Editing the Beginning: If you found that the current way MitoFinder annotated the beginning is incorrect (either no start codon or not the right one), click on the green and yellow bars and drag them one at a time to the nucleotide they should really start with. Make sure you extend/shorten the gene only by a number of nucleotides divisible by three!
Note
For later reference, I like having "before" and "after" screenshots of the sequences, so I'll definitely know what I changed where, even months/years later.
Editing the Beginning Example:
MitoFinder didn't find the start codon. When I zoomed into the beginning of the gene, I began to look for start codons. I actually found six potential start codons (underlined red)! However, the one farthest to the left is the correct option.
Note
Note: The top few sequences I aligned look different than the bottom few because the bottom ones are from GenBank and the top ones with the graphic representations of genes are from Geneious - sequences I have already manually checked an annotated.
I then dragged the gene annotations so they now look like this when corrected:
I made sure the amount of nucleotides I added was divisible by three.

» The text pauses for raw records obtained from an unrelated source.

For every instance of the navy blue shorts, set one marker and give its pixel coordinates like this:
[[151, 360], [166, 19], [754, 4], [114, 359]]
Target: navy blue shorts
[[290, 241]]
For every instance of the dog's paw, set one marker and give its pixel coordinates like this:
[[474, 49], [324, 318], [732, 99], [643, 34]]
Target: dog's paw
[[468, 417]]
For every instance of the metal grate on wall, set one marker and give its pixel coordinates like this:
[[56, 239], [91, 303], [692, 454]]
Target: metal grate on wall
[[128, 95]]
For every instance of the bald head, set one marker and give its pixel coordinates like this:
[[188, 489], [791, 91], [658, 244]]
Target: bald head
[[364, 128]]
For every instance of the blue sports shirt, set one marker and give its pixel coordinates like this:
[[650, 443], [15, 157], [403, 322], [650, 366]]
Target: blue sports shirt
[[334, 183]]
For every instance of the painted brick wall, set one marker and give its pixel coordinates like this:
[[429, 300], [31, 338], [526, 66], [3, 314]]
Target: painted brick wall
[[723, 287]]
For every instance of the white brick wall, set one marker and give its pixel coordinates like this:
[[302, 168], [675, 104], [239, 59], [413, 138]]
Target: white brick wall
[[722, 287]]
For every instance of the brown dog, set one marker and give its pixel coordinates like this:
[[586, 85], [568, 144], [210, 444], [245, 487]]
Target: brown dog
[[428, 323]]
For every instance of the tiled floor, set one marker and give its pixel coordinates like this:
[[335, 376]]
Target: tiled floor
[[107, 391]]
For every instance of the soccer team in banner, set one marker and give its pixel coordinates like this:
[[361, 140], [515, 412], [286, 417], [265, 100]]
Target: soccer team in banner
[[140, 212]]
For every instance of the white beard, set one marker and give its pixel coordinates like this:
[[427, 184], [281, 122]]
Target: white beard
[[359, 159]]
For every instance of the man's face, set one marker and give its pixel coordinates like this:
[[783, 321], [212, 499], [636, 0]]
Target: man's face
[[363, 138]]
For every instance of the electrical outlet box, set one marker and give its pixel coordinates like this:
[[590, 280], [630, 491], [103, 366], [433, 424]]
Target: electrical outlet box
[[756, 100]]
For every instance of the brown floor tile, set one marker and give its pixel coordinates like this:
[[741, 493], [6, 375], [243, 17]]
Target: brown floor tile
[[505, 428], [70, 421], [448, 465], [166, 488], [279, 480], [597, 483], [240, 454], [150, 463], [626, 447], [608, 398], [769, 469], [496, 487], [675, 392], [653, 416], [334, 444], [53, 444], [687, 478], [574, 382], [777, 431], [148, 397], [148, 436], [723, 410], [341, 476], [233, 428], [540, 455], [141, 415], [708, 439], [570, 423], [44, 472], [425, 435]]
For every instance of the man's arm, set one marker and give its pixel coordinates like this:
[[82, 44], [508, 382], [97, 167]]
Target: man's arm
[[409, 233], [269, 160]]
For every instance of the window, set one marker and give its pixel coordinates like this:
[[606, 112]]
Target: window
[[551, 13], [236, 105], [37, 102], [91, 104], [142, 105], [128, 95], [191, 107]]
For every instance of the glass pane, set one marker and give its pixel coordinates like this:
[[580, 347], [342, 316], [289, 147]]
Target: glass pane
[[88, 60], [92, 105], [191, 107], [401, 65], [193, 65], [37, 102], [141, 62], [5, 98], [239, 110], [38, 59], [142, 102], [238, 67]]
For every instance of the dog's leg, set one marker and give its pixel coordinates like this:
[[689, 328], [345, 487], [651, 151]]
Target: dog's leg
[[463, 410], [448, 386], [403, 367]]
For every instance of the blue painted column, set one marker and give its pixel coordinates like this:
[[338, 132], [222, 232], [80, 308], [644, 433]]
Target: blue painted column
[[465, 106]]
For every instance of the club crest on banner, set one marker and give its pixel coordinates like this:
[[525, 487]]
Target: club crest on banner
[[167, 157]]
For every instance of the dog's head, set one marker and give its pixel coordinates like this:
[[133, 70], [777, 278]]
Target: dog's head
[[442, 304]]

Check the End of the Gene: Either zoom out and place your cursor at the end of the gene and zoom in again, or just scroll to the end of the gene.
The stop codons you are looking for are TAA or TAG. Sometimes, when MitoFinder finds the stop codon, your sequence will end like the others you are aligning it to, and other times it won't. However, it can still be correct, like this:
There's no obvious way to change this sequence, it doesn't align with the other reference sequences, but there is a stop codon, so I left it as is.
Editing the End: If you found that the current way MitoFinder annotated the end is incorrect (no stop codon), click on the green and yellow bars and drag them one at a time to the nucleotide they should really end with. Make sure you extend/shorten the gene by a number of nucleotides divisible by three!
Note
For later reference, I like having "before" and "after" screenshots of the sequences, so I'll definitely know what I changed where, even months/years later.
Editing the End Example:
MitoFinder didn't find the stop codon. When I zoomed into the end of the gene, I found two:
HOWEVER! Stop codons are different than start codons. There can't be a stop codon somewhere within the gene, so even if there is another potential stop codon farther to the right, that is not a stop codon for this gene. You have to choose the stop codon closest to the end of the gene you're fixing. Therefore, I edited this gene like this:
I made sure I extended the gene by a number of nucleotides divisible by three - in this case 45.
I Can't Find a Stop Codon?
AA residue thing
Checking the Validity of Edits: After you've edited the annotations of a protein coding gene, there is one more way to check that you have done so correctly. This makes sure you've edited the nucleotides comprising the gene in numbers divisible by three, and also ensures you didn't accidentally add any extra stop codons anywhere.
First, click on the green annotation (the gene), and then click 'Extract'.
You can add something to the end of the name, i.e. "...AnnotationCheck" so that you know where the sequence came from later on, then click "OK".
Checking the Validity of Edits: Then click on the sequence it gives you as an output and click on the "Translate" button. Change the Genetic code to "Invertebrate Mitochondrial", leave the translation frame as 1, and make sure to UNCHECK both of the checked boxes - we don't want to force Geneious to translate the first three nucleotides as a start codon and we don't want it to remove the final stop codon.